UN chief presses Canada on climate change
Scientist, activists call for Canada's suspension from Commonwealth
The United Nations secretary general added his voice Friday to the chorus of activists trying to prod Canada into taking greater action on climate change.
Ban Ki-Moon said Canada, as the next country to host the G8 and G20 meetings, must pick up the pace in setting a mid-range goal to curb emissions.
"Many countries, developed and developing countries, have come out with ambitious targets," Ban said.
"And Canada, as one of the leading G8 countries, and G20, Canada is going to soon chair G8. Therefore, it is only natural that Canada should come out with ambitious targets as soon as possible."
Ban made the comments Friday night at the Commonwealth summit in Trinidad and Tobago, which is being attended by Prime Minister Stephen Harper and other heads of government.
Ban also said an agreement is achievable at next month's meeting in Copenhagen to try to forge a deal to replace the Kyoto Protocol when that accord expires in 2012. By contrast, Harper and his ministers insist an agreement is not likely.
Calls to suspend Canada from Commonwealth
On Thursday, The Guardian newspaper reported that at least one scientist and several lobby groups were calling for Canada's suspension from the Commonwealth over its failure to meet goals for reducing greenhouse gases.
"If the Commonwealth is serious about holding its members to account, then threatening the lives of millions of people in developing countries should lead to the suspension of Canada's membership immediately," said Saleemul Huq, a lead author for the Intergovernmental Panel on Climate Change.
Other groups including the World Development Movement, the Polaris Institute and Greenpeace support the idea, according to The Guardian.
Canada signed the Kyoto Protocol in 2000, pledging to reduce greenhouse gas emissions by six per cent from 1990 levels by the commitment period ending in 2012. By 2007, its emissions were 34 per cent above its reduction target.
December's global climate summit in Copenhagen has raised the temperature at what is usually a low-key meeting of leaders from Britain's former colonial empire.
Leaders of the 53-nation group, whose profile has waned in recent years, say they now have a chance to influence the global debate.
"What we can do is to raise our voices politically," said Prime Minister Patrick Manning of Trinidad and Tobago. "We feel can have some effect in influencing the discussions in Denmark."
Others apparently agree.
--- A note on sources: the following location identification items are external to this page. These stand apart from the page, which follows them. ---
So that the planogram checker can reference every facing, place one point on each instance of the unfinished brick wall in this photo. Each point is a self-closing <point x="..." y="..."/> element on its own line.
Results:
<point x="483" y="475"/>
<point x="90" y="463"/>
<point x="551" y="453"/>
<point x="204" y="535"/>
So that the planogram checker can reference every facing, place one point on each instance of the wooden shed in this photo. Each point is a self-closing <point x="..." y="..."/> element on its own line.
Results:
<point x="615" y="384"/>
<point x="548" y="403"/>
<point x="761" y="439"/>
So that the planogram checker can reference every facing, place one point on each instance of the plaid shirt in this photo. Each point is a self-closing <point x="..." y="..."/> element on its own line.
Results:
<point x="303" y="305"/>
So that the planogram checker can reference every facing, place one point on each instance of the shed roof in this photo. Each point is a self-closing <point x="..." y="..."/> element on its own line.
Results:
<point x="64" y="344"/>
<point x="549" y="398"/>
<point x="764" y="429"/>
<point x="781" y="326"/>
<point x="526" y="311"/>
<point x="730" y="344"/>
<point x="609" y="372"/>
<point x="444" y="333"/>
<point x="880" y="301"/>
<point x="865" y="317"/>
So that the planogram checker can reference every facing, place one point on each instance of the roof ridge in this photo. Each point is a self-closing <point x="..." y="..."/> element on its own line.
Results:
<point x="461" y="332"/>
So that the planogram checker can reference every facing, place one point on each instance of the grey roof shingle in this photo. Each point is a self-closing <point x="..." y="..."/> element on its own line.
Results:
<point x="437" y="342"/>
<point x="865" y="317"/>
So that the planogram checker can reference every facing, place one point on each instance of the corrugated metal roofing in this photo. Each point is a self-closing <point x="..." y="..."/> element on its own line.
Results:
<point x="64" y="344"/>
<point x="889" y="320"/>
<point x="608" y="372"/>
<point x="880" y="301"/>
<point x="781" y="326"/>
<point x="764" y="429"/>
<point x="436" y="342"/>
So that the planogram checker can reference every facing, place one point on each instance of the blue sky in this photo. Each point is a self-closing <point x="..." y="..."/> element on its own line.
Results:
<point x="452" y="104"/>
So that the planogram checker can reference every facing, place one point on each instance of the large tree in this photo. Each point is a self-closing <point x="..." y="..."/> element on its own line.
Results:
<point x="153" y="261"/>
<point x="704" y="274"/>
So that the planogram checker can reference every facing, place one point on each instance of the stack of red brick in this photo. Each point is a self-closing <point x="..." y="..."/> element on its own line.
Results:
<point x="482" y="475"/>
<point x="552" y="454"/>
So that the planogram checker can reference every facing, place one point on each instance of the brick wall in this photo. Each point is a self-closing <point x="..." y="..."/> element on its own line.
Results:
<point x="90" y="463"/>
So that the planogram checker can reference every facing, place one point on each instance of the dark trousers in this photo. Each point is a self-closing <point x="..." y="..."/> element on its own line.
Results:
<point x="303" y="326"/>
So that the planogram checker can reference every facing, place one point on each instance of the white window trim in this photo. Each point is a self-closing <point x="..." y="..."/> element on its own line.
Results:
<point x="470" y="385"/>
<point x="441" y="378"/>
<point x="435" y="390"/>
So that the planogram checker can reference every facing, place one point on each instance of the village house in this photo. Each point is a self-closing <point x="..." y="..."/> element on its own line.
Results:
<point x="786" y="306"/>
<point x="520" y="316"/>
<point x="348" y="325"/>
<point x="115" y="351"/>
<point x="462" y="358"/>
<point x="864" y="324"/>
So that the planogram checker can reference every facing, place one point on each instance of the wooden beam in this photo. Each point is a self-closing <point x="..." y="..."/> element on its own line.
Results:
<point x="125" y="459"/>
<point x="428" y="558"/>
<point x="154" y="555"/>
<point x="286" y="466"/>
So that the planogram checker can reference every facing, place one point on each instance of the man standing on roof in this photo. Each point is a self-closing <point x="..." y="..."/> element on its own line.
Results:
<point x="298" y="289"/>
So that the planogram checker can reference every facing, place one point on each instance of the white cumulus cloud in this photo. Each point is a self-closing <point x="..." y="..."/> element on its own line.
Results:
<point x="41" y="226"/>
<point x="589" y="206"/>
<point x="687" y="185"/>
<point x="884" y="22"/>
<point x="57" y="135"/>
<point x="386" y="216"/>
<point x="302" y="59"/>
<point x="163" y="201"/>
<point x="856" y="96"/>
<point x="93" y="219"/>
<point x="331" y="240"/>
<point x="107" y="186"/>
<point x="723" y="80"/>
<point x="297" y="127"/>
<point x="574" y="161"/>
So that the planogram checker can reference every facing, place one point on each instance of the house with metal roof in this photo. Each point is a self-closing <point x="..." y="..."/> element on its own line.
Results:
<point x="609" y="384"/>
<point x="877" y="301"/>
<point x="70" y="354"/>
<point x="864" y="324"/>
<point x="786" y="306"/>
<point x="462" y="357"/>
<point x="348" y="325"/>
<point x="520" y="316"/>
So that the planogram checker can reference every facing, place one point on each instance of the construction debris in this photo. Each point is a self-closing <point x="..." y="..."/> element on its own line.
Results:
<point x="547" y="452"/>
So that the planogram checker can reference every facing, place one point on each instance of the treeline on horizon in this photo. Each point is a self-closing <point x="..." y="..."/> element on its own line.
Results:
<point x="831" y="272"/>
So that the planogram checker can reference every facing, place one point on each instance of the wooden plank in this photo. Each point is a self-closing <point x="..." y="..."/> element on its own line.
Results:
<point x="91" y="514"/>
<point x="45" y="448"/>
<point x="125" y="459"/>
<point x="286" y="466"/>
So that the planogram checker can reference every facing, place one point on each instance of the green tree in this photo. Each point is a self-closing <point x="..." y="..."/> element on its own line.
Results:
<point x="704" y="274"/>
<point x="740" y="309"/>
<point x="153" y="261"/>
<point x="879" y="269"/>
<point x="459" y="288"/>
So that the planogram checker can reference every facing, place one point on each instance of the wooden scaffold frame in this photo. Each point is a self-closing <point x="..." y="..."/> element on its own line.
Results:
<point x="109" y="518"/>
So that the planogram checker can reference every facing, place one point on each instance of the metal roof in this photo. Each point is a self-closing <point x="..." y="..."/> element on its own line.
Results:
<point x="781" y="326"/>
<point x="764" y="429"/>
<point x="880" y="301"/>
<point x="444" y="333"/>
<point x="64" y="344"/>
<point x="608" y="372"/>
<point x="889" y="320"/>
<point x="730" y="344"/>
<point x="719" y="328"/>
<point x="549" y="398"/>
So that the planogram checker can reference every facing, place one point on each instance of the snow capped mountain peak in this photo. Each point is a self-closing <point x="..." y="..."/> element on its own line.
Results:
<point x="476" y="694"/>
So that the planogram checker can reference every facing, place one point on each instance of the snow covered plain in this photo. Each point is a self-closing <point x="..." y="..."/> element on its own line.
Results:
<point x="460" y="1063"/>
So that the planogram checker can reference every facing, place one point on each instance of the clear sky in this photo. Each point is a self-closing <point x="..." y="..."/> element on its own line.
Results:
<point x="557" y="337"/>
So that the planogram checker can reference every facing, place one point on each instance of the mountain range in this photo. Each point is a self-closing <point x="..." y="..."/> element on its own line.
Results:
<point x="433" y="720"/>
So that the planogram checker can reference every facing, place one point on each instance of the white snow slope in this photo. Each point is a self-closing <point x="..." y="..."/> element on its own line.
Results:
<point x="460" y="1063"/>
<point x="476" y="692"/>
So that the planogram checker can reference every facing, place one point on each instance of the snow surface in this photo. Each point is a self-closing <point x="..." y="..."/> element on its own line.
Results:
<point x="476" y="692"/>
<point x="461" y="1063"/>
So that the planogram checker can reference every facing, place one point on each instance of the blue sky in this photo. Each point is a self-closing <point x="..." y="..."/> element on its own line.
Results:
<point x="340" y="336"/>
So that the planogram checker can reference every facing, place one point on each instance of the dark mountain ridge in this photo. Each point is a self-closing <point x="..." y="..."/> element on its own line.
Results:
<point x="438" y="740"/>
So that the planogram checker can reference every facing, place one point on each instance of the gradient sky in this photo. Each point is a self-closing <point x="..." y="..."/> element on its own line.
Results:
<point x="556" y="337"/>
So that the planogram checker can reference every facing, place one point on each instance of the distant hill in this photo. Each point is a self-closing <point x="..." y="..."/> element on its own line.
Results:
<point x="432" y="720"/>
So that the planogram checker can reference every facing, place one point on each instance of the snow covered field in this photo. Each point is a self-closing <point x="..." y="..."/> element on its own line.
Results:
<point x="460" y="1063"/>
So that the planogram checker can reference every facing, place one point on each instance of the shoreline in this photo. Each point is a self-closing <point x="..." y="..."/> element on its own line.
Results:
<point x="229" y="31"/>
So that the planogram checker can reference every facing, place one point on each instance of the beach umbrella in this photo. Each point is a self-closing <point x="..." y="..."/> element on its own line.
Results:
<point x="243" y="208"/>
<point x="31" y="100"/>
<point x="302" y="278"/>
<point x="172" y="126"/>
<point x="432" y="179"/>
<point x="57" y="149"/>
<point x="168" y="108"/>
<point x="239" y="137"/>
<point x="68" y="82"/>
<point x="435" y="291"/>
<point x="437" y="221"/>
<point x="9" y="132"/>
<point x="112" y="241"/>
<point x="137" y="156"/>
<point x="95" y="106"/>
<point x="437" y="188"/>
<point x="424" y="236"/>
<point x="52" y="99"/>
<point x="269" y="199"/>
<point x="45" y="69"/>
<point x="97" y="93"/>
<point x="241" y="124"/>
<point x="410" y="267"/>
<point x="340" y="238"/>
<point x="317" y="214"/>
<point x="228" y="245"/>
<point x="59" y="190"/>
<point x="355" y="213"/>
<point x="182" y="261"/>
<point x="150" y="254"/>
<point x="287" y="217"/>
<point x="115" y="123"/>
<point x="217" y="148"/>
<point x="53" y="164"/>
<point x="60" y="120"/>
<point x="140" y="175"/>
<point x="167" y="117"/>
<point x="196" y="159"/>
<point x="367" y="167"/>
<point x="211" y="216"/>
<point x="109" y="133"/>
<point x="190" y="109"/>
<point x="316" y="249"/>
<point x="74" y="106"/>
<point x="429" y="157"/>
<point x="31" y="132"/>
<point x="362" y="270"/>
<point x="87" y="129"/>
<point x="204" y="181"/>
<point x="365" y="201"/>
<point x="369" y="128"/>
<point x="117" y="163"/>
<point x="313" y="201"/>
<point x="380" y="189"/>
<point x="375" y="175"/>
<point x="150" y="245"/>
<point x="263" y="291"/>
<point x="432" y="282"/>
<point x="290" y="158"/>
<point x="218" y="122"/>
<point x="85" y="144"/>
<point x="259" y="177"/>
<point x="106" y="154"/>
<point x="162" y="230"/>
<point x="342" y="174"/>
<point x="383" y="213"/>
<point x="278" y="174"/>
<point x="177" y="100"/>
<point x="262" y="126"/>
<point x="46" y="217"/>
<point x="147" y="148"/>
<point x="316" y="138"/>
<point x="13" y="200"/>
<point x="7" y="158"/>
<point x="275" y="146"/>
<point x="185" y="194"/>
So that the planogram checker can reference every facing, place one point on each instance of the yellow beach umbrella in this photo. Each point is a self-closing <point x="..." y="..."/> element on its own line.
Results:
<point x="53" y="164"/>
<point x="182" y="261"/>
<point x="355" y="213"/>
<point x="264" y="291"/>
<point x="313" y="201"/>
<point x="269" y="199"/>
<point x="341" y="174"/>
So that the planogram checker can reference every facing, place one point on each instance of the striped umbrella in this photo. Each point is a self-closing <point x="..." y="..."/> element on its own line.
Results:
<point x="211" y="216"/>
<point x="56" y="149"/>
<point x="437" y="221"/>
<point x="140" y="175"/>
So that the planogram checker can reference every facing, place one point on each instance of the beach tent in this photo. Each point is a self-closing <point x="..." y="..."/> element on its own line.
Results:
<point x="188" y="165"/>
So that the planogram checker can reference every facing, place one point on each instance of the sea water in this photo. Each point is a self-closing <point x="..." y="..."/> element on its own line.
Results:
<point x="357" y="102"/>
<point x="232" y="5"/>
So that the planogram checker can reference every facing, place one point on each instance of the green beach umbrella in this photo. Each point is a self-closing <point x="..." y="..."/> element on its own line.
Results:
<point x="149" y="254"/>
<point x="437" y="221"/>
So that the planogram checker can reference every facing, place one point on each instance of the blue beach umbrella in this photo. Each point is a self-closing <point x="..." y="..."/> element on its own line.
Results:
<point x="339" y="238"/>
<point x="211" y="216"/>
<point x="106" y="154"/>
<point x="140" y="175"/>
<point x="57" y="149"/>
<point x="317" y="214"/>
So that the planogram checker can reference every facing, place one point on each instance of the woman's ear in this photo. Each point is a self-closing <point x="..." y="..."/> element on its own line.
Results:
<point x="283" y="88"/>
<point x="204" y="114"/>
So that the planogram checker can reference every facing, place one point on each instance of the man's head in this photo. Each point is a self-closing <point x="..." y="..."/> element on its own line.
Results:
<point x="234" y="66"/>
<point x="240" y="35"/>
This year's meeting has drawn leaders from outside the Commonwealth such as Ban, Danish Prime Minister Lars Loekke Rasmussen and French President Nicolas Sarkozy.
Manning has stressed to journalists that the leaders would not be negotiating the details of a climate treaty in their private meetings. Rather, they would be working out a statement that reflects a huge segment of world opinion, a quarter of the world's countries.
"A statement from countries as diverse as those that you find in the Commonwealth is a statement that would be much more reflective of [the] world than would otherwise be the case," he said.
Queen addresses delegates
"The threat to our environment is not a new concern but it is now a global challenge that will continue to affect the security and stability of millions for years to come," the Queen told delegates.
British Prime Minister Gordon Brown, also attending the meeting, has called for a strong statement warning of the economic and environmental dangers of letting climate change go unchecked.
Brown proposed a $17.5 billion Cdn fund as part of any Copenhagen agreement to help poorer countries reduce greenhouse gases and adapt to climate change.
Britain would contribute about $1.4 billion to the effort, which he said could help break the deadlock over emission cuts by reassuring poorer countries that they would receive help in making the transition.
"We have got to provide some money to help that," Brown said. "Britain will do so, the rest of Europe will do so and I believe America will do so as well."
Sarkozy is a surprising participant at the English-speaking meeting, but the French leader has been a vocal advocate for setting ambitious goals for cutting greenhouse gas emissions at December's summit in Copenhagen. He was expected to hold separate private meetings with Brown and Indian Prime Minister Manmohan Singh.
The Commonwealth, established in 1949 and made up almost entirely of former British colonies, promotes democracy, good government and education.
Commonwealth needs more aggressive role: NGO
But the mission seems to be fading. A new report by the Royal Commonwealth Society, a non-governmental organization, said its polling found "members of the public are largely unaware of what the Commonwealth is or does" and called for a more aggressive role in international affairs.
Dhananjayan Sriskandarajah, the director of the society, said he was pleased to see the heads of government focusing on climate change at such a key moment but fears the organization hasn't really changed — it's only tackling a relevant issue by coincidence.
The leaders who are coming to Trinidad, he said, are here this week because it's the largest gathering of leaders before Copenhagen.
"We deserve better than that," he said. "We aspire to be better than that as the Commonwealth family."
Those hoping for strong words on at least one human rights issue have already been disappointed.
Both Manning and Kamalesh Sharma, the secretary general of the Commonwealth, declined to condemn a proposed law in Uganda that imposes life imprisonment for homosexual acts and the death penalty for having homosexual sex while HIV positive. The law also sets prison terms for people who do not report known acts of homosexuality.
Manning declined comment, saying it was an internal matter, while Sharma said he hoped the bill would be changed before the Ugandan parliament takes a final vote on it.
"We must show our faith that this is a process which is going to deliver in the end the appropriate result," he said.